Search code examples
.netgraph-databasesgremlinjanusgraph

Janusgraph/titan reconnaissance


I am currently building an application for social market network I am using janusgraph 2.0. I am confusing if my decision to use janusgraph was wrong. My difficulties are:

  1. My SQL database contains over 443000 record about people, buildings, shops, and other. but each time I am trying to insert data into graph it takes 10 minutes for 1000 record. That will drive me crazy.
  2. I create some composite and mixed index before inserting data but when I insert data I can't create a new index (their properties keys stuck into In stalled) for that I am obligated to recreate the schema and insert the data again.
  3. After insert data I tried to re-index the index because some index doesn't seem to work well. its work for composite index by it doesn't work for Mixed index.
  4. I am using Gremlin.Net to deal with janus but the problem is I can't use textContains to perform queries like select * fom People where firstname like 'janus'. So why I am using Index backend like Elasticsearch then ?

I am using janusgraph v0.2, cassandra db v3.11, elasticsearch 5.6.3, Gremlin.Net for the programming language. I don't know where is the mistake. the database technologies (janusgraph), or the programming language used or both. Please target target each one point by its number, I am new in graph database so please explain.


Solution

  • It's a bit hard to answer all of your questions as they address at least 3 different concerns. So I will just try to answer t

    1. My SQL database contains over 443000 record about people, buildings, shops, and other. but each time I am trying to insert data into graph it takes 10 minutes for 1000 record. That will drive me crazy.

    10 minutes for 1000 records sounds extremely slow, even when your records are relatively large. However, it's not really possible to tell you what you're doing wrong without knowing the details of your setup and how you insert the data exactly. So I would suggest that you create a separate post for that in the JanusGraph users group where you describe your setup, the data you are inserting, and the configuration and also share the code that you are using to insert the data. (You could of course also post this as a SO question, but my feeling is that it is a bit too specific to your use case for SO.)

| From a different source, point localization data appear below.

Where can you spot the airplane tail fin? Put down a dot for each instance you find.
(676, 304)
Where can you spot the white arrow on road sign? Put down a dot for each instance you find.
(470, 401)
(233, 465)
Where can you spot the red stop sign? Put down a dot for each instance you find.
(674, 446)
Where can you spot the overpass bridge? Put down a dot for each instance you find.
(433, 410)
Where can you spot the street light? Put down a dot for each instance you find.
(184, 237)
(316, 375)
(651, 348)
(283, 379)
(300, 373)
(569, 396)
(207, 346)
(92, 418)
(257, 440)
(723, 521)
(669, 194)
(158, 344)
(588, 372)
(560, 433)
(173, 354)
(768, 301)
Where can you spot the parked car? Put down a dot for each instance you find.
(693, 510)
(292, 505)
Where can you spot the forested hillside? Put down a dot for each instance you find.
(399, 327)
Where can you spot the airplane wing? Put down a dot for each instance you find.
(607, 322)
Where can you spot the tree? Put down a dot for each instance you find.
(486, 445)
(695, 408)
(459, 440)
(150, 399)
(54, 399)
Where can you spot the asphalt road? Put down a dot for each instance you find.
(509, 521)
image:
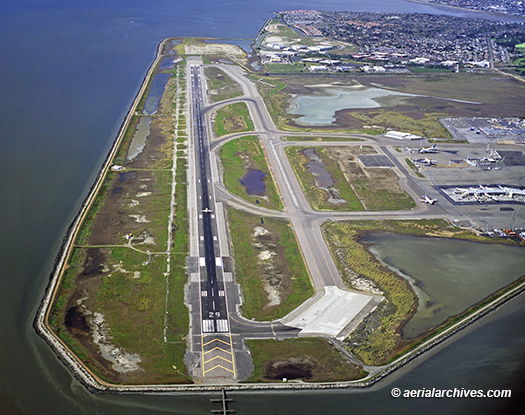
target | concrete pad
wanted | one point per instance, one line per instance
(332, 312)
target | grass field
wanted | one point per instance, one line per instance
(319, 198)
(268, 266)
(121, 285)
(237, 157)
(429, 126)
(308, 359)
(220, 85)
(234, 118)
(315, 137)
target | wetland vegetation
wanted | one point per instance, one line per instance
(436, 95)
(111, 307)
(237, 157)
(379, 337)
(354, 186)
(233, 118)
(307, 359)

    In general you might want to check this blog post about optimizing write performance with JanusGraph: https://www.experoinc.com/post/janusgraph-nuts-and-bolts-part-1-write-performance

    1. I create some composite and mixed index before inserting data but when I insert data I can't create a new index (their properties keys stuck into In stalled) for that I am obligated to recreate the schema and insert the data again.

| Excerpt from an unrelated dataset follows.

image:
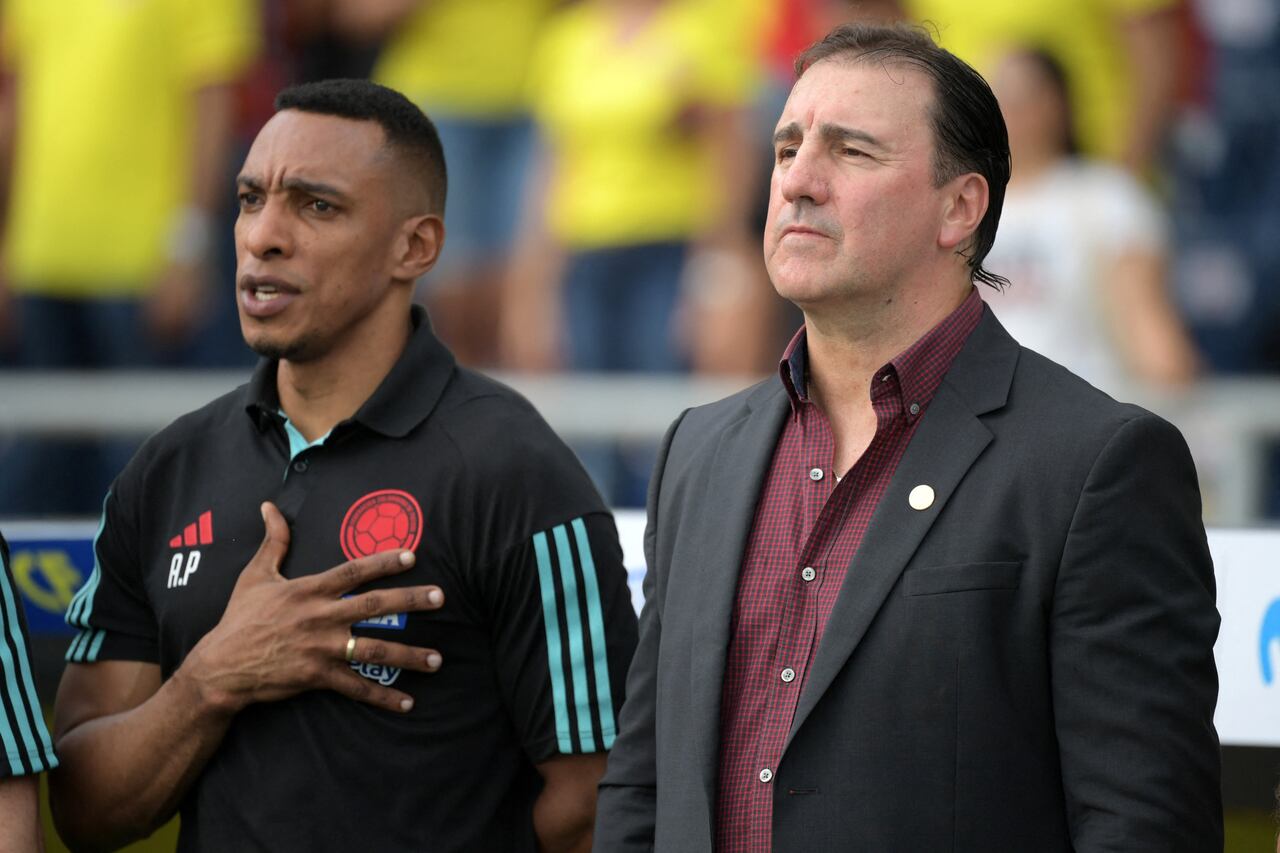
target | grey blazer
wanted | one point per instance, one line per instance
(1024, 665)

    It should always be possible to create a new index. It just requires to re-index already existing data so that this existing data can also be searched with the newly created index.

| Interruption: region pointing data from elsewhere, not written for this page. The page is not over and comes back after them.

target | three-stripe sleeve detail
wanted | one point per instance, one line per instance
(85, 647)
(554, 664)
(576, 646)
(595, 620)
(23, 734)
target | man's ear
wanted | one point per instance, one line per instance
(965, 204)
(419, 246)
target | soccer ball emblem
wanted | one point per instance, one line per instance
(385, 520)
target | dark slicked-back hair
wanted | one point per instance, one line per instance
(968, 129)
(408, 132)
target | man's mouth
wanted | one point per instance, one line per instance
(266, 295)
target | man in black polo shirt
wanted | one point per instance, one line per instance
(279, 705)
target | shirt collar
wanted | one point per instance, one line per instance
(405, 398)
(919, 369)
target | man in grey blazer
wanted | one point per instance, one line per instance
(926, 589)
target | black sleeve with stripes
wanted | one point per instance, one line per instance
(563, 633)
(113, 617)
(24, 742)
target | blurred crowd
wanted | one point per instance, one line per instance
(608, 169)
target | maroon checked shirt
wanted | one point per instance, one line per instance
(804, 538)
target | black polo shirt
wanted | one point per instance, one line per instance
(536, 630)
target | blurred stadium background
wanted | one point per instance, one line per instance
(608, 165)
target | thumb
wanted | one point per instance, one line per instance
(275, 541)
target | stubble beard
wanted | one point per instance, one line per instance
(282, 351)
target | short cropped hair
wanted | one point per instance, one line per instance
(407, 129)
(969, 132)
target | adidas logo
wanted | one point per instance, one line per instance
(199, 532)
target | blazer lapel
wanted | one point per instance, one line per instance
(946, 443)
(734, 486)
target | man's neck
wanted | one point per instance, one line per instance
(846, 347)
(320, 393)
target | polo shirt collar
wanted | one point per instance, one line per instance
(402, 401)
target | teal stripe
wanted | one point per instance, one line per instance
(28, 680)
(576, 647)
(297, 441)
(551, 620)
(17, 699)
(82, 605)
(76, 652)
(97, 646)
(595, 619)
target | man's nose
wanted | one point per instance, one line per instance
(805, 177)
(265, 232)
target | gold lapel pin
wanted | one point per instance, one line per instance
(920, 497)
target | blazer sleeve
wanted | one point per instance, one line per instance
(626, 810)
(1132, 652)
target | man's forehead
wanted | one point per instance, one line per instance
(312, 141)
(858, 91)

    Unfortunately, this re-indexing sometimes leads to problems which is currently one of the most frequently reported problems for JanusGraph from what I can see. For that reason, I would expect that this area will be improved with future versions of JanusGraph.

    When you have specific problems with the re-indexing then I suggest again that you create a separate mailing list post / SO question for that where you share more details. Otherwise it is really hard to help you. The same also applies to your third question.

    1. I am using Gremlin.Net to deal with janus but the problem is I can't use textContains to perform queries like select * fom People where firstname like 'janus'. So why I am using Index backend like Elasticsearch then ?

    That is definitely an important feature currently missing for .NET users of JanusGraph (which also includes myself) and probably also for users of other non-JVM based languages. I just started a discussion on the developer list of JanusGraph about how this support can be added for languages like Python, JavaScript, and for .NET in general.

    Any contributions are of course more than welcome!

    I don't know where is the mistake. the database technologies (janusgraph) [...]

    At least some of your problems can be attributed to the fact that these technologies are relatively new. JanusGraph had its first release about one year ago and the first official release of Gremlin.Net as part of Apache TinkerPop was only 4 months ago. So there are definitely features that are still missing and some things don't work as smoothly as you might expect. Getting constructive feedback and bug reports of course help to improve these projects and again, you can always contribute by submitting a pull request when a feature that is important for you is missing. In the end, both projects, JanusGraph and Apache TinkerPop to which Gremlin and Gremlin.Net belong are community driven projects.

    Now I don't know if I really answered your specific problems, especially questions 2 and 3 about problems with indexes. Maybe someone with more knowledge in this area can give you already a better answer. (Although more information would be definitely helpful and separate posts for the different problems you have also make it easier to help you.)